The widow of a hero RAF pilot has ordered to pay £3,000 compensation to an innocent farmer who she framed on trumped-up gun charges, writes Edward Davenport.
Lyn Fisk claimed she had been threatened by Andrew Thorne who she said had pointed a shotgun at her in a narrow country lane near her home at Ashreigney, near Winkleigh.
She said he had told her he would kill her if she did not move away and then laughed mockingly and ran off into woodland.
The police helicopter was launched and 12 officers and three armed response units went to Mr Thorne’s Crabdown Farm where he was arrested and held for 17 and a half hours before being released.
Police realised her story was a lie because a CCTV camera on a cottage in the lane captured the incident on the afternoon of Saturday September 9 last year and showed that Mr Thorne was not carrying a gun.
He did not even have access to a gun, having surrendered his shotguns two years earlier after Fisk complained he had harassed her by sending love letters.
Fisk invented her story about the gun at the end of a lengthy neighbours dispute in which Mr Thorne and others complained about her breaking planning rules by building a log cabin which she rented out to holidaymakers.

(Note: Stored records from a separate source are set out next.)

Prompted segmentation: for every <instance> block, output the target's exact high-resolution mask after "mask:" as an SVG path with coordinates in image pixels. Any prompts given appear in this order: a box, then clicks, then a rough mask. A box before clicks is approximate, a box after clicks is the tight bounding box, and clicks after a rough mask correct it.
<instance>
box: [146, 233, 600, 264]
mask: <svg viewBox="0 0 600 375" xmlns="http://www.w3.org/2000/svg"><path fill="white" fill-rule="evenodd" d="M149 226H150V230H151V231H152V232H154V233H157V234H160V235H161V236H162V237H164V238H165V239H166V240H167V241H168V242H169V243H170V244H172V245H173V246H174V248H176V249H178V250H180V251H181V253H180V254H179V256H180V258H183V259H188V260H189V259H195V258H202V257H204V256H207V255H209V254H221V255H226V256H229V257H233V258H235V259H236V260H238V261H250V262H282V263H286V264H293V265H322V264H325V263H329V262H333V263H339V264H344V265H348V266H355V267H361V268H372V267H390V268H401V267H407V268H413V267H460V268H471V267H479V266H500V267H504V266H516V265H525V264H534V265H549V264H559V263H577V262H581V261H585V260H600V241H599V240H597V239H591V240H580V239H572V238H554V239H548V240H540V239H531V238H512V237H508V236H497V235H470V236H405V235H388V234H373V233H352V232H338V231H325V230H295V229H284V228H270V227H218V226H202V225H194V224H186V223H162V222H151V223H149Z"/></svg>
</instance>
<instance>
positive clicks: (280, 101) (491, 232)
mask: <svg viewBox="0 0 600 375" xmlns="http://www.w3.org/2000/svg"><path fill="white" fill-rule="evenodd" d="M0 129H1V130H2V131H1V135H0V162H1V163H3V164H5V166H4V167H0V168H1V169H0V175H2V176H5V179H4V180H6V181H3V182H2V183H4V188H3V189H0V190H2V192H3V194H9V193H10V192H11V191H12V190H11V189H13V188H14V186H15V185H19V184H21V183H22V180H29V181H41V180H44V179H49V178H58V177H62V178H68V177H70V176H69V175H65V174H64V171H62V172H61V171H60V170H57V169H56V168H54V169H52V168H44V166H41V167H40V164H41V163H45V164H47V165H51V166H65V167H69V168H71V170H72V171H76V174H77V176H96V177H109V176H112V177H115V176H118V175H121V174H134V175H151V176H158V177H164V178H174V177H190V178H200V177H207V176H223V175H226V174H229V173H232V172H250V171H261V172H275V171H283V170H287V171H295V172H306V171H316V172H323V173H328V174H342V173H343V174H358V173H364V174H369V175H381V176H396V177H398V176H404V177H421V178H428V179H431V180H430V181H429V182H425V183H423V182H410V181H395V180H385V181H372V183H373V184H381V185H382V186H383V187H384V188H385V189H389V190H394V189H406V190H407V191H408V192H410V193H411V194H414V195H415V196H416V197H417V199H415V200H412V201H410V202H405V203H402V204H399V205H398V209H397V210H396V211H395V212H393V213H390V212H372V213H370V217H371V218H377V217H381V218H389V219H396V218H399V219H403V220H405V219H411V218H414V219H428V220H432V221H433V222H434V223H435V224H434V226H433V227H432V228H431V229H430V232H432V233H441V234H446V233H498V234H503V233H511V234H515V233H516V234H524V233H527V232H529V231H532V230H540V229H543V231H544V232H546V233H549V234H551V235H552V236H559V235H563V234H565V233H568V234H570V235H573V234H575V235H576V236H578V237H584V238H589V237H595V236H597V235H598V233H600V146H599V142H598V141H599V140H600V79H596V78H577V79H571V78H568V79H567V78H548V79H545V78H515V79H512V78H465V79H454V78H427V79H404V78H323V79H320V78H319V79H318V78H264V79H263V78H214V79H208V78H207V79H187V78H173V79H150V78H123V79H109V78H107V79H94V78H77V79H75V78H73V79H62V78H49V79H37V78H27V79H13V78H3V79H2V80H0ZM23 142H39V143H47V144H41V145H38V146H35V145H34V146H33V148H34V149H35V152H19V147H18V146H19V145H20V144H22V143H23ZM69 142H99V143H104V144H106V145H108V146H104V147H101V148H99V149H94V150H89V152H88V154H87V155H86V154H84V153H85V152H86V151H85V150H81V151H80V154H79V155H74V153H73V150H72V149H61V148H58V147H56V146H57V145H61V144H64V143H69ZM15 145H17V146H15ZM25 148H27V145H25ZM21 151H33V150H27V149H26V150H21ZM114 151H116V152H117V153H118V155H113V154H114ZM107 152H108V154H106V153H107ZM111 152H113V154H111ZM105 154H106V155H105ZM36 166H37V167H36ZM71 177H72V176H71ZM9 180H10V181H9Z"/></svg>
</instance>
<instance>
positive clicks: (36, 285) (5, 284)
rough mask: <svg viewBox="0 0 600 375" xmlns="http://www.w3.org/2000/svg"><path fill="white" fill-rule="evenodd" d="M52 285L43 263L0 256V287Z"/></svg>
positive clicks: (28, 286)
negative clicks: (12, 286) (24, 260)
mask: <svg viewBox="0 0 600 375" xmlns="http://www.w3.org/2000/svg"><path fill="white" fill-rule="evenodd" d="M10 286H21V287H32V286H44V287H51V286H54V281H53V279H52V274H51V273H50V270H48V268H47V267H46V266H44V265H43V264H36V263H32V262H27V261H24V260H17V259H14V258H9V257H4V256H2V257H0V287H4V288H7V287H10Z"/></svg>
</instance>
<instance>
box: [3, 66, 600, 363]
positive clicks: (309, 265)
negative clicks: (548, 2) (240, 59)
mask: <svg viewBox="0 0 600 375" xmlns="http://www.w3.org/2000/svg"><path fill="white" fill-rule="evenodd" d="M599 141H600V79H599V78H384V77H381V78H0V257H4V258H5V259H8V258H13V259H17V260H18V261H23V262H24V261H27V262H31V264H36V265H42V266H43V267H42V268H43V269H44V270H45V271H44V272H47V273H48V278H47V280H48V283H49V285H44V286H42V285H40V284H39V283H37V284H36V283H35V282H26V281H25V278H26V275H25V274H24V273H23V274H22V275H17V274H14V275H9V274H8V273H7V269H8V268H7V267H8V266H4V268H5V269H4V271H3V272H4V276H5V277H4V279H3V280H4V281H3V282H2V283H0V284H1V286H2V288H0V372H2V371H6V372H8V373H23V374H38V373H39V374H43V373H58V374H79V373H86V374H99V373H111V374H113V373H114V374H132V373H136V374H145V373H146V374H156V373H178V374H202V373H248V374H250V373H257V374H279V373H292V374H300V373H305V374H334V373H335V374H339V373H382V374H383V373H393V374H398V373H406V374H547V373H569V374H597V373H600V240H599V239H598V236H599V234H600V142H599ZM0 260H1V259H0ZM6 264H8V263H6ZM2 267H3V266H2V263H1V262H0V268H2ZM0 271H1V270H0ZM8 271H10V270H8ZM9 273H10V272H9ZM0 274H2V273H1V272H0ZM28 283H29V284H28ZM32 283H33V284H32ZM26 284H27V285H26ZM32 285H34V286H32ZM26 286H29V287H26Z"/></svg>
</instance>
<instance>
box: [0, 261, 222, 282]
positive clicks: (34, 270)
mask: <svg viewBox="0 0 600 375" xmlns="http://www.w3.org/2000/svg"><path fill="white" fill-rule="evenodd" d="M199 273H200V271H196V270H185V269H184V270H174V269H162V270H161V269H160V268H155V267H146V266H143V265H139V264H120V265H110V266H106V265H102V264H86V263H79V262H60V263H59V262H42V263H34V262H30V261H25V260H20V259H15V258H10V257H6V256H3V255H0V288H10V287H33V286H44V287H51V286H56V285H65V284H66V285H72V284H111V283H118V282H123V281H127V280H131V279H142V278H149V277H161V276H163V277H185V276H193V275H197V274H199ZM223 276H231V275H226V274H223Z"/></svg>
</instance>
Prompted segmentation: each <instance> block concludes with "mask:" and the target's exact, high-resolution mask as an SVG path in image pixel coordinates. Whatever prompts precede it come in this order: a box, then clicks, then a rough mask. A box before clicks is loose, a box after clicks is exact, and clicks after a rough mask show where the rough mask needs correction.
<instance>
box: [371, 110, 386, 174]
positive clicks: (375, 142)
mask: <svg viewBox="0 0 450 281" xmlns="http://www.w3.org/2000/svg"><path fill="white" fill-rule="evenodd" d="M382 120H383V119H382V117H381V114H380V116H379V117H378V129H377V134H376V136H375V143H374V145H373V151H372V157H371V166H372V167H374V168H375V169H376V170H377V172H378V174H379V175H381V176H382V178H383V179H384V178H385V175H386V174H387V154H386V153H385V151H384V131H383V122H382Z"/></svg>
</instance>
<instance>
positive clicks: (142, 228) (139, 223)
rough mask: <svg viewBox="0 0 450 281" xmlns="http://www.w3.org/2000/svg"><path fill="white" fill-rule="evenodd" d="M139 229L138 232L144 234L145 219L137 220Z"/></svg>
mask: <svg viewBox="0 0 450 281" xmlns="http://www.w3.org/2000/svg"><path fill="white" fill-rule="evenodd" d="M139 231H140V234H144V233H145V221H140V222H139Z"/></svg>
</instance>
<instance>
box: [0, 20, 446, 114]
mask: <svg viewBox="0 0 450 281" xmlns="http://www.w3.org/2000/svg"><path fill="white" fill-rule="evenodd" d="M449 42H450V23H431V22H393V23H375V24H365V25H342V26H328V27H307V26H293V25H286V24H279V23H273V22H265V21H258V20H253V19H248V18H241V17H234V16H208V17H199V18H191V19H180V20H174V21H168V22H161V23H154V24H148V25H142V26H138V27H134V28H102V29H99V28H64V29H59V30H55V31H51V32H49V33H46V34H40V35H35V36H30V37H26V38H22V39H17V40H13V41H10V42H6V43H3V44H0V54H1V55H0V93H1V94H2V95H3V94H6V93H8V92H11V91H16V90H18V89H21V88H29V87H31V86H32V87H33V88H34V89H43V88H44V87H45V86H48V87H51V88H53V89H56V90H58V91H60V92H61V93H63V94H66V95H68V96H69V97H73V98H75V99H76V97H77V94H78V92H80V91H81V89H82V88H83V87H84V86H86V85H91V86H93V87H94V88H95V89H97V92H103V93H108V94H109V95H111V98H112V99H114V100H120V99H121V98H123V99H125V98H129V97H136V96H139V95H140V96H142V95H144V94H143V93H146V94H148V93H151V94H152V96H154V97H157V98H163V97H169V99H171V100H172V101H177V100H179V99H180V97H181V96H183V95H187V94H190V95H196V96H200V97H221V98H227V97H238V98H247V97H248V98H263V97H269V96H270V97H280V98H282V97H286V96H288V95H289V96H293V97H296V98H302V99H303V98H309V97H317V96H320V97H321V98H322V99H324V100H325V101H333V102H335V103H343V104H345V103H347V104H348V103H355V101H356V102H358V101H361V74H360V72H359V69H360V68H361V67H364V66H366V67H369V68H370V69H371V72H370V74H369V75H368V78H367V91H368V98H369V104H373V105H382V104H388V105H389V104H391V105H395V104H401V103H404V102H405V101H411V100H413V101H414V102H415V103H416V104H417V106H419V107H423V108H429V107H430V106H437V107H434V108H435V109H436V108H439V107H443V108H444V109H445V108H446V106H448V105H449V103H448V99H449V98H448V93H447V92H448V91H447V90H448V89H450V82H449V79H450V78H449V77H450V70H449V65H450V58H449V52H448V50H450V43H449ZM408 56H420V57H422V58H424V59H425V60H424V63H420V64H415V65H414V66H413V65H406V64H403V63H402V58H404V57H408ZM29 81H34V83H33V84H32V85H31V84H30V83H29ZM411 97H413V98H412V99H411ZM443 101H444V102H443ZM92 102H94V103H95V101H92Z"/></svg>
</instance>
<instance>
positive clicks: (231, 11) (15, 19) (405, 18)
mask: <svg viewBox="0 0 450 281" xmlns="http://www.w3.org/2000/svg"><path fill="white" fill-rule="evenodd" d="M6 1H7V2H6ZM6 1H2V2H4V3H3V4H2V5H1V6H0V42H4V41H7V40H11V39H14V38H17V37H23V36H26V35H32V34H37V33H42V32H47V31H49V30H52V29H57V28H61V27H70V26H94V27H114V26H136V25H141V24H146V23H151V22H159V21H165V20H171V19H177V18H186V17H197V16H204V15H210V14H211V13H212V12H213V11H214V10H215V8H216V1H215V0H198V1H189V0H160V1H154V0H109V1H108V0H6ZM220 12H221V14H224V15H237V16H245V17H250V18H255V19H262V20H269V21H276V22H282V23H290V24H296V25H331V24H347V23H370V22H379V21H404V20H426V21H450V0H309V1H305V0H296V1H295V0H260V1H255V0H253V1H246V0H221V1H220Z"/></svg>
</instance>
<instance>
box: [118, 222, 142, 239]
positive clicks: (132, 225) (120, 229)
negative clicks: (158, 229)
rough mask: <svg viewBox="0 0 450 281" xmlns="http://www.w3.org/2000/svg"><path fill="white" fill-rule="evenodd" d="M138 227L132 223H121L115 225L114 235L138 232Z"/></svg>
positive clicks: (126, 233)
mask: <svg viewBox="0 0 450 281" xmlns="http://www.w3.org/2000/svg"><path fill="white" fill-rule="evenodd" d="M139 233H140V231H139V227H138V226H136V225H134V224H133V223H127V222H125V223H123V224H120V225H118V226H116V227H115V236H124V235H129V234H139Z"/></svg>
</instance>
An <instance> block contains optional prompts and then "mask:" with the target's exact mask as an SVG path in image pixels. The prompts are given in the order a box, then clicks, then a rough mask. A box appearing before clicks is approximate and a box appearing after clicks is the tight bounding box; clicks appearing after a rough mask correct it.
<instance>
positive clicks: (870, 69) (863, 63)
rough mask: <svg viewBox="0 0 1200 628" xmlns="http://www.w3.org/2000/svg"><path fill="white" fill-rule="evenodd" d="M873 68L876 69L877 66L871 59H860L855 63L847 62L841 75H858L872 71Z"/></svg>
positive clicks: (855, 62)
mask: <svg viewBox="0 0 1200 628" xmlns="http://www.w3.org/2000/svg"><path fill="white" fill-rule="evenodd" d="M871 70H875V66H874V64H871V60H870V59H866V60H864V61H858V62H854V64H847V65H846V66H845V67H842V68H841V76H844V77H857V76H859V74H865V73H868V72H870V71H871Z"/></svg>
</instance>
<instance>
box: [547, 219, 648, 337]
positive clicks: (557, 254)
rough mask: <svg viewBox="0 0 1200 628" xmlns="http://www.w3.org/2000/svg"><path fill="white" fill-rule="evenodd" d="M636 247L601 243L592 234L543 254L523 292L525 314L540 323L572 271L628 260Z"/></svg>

He claimed that she turned against him after the break up of a brief affair and had blocked access to woodland where he was working by parking a vehicle on a narrow track.
She moved to Devon from Whitestaunton, near Chard, Somerset eight years ago after the tragic death of her husband Mark, an RAF search and rescue pilot who died in an electrocution accident at their former home.
She was spared an immediate jail sentence after a judge was told that she has just sold the house for £875,000 and plans to move more than 100 miles away to make a new start.
Fisk, aged 59, of Ash Mill, Ashreigney, denied attempting to pervert the course of justice but was found guilty by a jury at Exeter Crown Court last month.
She was jailed for 18 months, suspended for two years, and ordered to do 250 hours unpaid community work and pay £3,000 compensation and £1,640 costs by Judge Timothy Rose.
He told her:"The jury saw through your lies. You put Mr Thorne very much in harm’s way. You did him direct harm by depriving him of his liberty by him being arrested and held in custody.
"As you must have known, armed police officers were sent to find him and there was a risk, if things had not turned out as they did. There was a risk with armed officers present of something more serious happening.
"Someone who did what you did ought to be going to prison but I am able to take a course of action which is frankly merciful and compassionate and will enable you to make reparation for the wrong you did.
"A very large part of my thought is the fact that you fully intend to get out of the area and never come back. I expect you to go through with that. I hope this will bring closure to everybody in the situation."
Fisk’s false allegations were the culmination of a growing animosity between her and Mr Thorne which started in about 2015.
She alleged he embarked on a campaign of harassment and intimidation after she rejected his advances. This included shooting in woods near her home and sending her unwanted love letters.
He said they had a sexual relationship which she ended after he had finished helping her to build her new home.
Fisk moved to the village, which has a population of just 446, after the tragic death of her husband Flight Lieutenant Mark Fisk, who died in an electrocution accident while doing DIY in May 2010.
He had been an RAF helicopter pilot for almost 30 years and served in Northern Ireland, the Falklands, and on search and rescue, flying Pumas, Chinooks and Sea Kings.
He died just weeks after taking part in a dramatic rescue operation in which he helped to save the crew of a stricken freighter in the Atlantic Ocean while operating at the furthest distance limit of his Sea King.